I’m among the publishing veterans who admired and benefited from the creativity and courage of Clay Felker, who died this week at the age of 82.
This celebrated and deeply influential editor made a big difference at the start of my own career when he assigned his young star reporter Tom Wolfe to write what turned out to be a landmark profile of Claude Brown, the unknown author of the about-to-be published Manchild in the Promised Land.
In 1965, Claude was a 28 year-old former gang leader who’d been sent to reform school, where he wrote Manchild. I was his 26 year-old editor at Macmillan.
After working on the book nonstop for six months, I took a deep breath and sent an advance copy to Norman Mailer. He passed it along to his friend and editor Clay Felker.
Clay quickly assigned Wolfe to do one of his on-the-spot action pieces for New York Magazine, then still the Sunday Supplement of the old New York Herald Tribune.

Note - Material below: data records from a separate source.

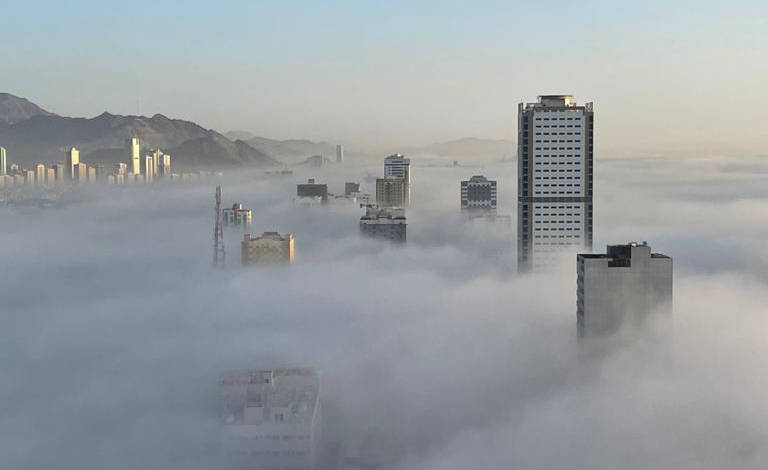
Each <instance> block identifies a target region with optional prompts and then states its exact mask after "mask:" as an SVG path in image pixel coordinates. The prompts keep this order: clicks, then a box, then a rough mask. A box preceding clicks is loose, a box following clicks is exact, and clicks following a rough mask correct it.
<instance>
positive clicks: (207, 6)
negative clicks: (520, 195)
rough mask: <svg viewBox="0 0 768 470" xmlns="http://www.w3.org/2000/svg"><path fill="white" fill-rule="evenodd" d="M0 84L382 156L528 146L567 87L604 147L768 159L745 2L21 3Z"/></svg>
mask: <svg viewBox="0 0 768 470" xmlns="http://www.w3.org/2000/svg"><path fill="white" fill-rule="evenodd" d="M2 30H3V38H4V39H3V40H2V41H0V56H1V57H3V67H2V70H3V73H2V77H0V89H2V91H7V92H10V93H13V94H16V95H19V96H24V97H27V98H29V99H30V100H32V101H33V102H35V103H37V104H39V105H40V106H42V107H44V108H46V109H49V110H51V111H53V112H56V113H59V114H63V115H72V116H87V117H92V116H96V115H98V114H100V113H101V112H102V111H105V110H107V111H109V112H112V113H116V114H136V113H137V112H138V113H141V114H145V115H151V114H154V113H162V114H165V115H168V116H170V117H176V118H182V119H189V120H193V121H195V122H198V123H200V124H202V125H203V126H205V127H209V128H215V129H217V130H219V131H222V132H225V131H229V130H245V131H249V132H252V133H254V134H256V135H261V136H265V137H271V138H280V139H283V138H308V139H313V140H326V141H331V142H345V143H346V144H347V146H348V147H350V148H355V149H358V150H364V151H371V152H377V151H381V150H382V149H392V148H393V147H396V146H401V145H402V146H412V145H425V144H430V143H433V142H439V141H446V140H451V139H455V138H461V137H468V136H474V137H482V138H492V139H511V140H514V139H515V138H516V113H517V110H516V107H517V104H518V103H519V102H521V101H532V100H535V98H536V96H537V95H540V94H548V93H572V94H574V95H575V96H576V99H577V100H578V101H579V102H586V101H593V102H594V103H595V109H596V129H595V132H596V139H597V152H598V154H599V155H601V156H605V157H649V156H673V157H682V156H685V157H700V156H731V157H734V156H751V155H763V154H765V150H764V142H765V141H766V138H767V137H768V131H766V126H765V125H764V111H763V110H764V109H765V107H766V106H768V94H766V93H765V92H764V91H765V90H764V84H765V80H766V77H768V35H766V34H765V31H766V30H768V7H766V5H765V3H764V2H759V1H737V2H714V1H699V2H662V1H648V2H632V3H631V4H630V3H622V4H621V5H620V6H619V5H617V4H616V2H611V1H585V2H566V1H562V2H558V1H553V2H494V1H484V2H483V1H481V2H456V1H424V2H406V1H393V2H372V1H370V2H369V1H329V2H310V1H305V2H302V1H290V2H264V1H254V2H232V1H226V0H224V1H219V2H216V3H215V4H211V3H210V2H202V1H196V0H191V1H186V2H178V1H168V0H166V1H163V0H161V1H151V2H150V1H144V0H137V1H134V2H129V3H122V4H114V3H112V2H106V3H105V2H98V1H75V2H48V1H29V2H11V4H9V5H4V6H3V27H2Z"/></svg>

So Tom Wolfe, in his signature white dandy suit, Claude and I took the subway to Harlem, cut through some dark alleys together with a photographer and growing bunch of neighborhood kids, and climbed through the crumbling back yards of Claude’s old neighborhood. Claude showed Tom the places he sold drugs and where he was gunned down: first-time-ever material in those days.
Felker created trends and celebrities overnight
Claude and Tom got along splendidly from the start and Wolfe went home to write a terrific article that caused a sensation and launched Manchild as a huge phenomenon: front page reviews, New York Times best seller, a career-making book for Claude. Manchild still sells 20,000 copies a year, now 43 years later.
Felker had rare prescience. He was able to sniff out and promulgate the most interesting personalities, the political and cultural start-ups, creating trends and celebrities overnight. He recognized the importance and value of what he saw rapidly changing around him in the early sixties, but was also deeply cynical, skeptical, and eager to skewer and overthrow all facile ideology, old or new.
Can you introduce me to Clay Felker?
When I went to work for Rolling Stone in 1969, one of the first things its young editor Jann Wenner wanted to know was, “Can you introduce me to Clay Felker?”
Clay was the editor he admired and emulated the most. I took him over to Clay’s East Side duplex and Felker was gracious but aloof, treating us like the two eager puppies we were. Tom Wolfe was there, too, so Jann met him also for the first time, and from then on Wolfe became a regular contributor to Rolling Stone.
Courageous and curious, sometimes abrasive
Felker’s obituaries allude to his tough-minded, cocky, sometimes abrasive attitude, and I certainly found that to be true from my brief contacts with him. But he had courage and curiosity, and writers who worked with him were grateful for his support in giving them freedom and inspiration to do their best and bravest work.
Which is what a good editor should do.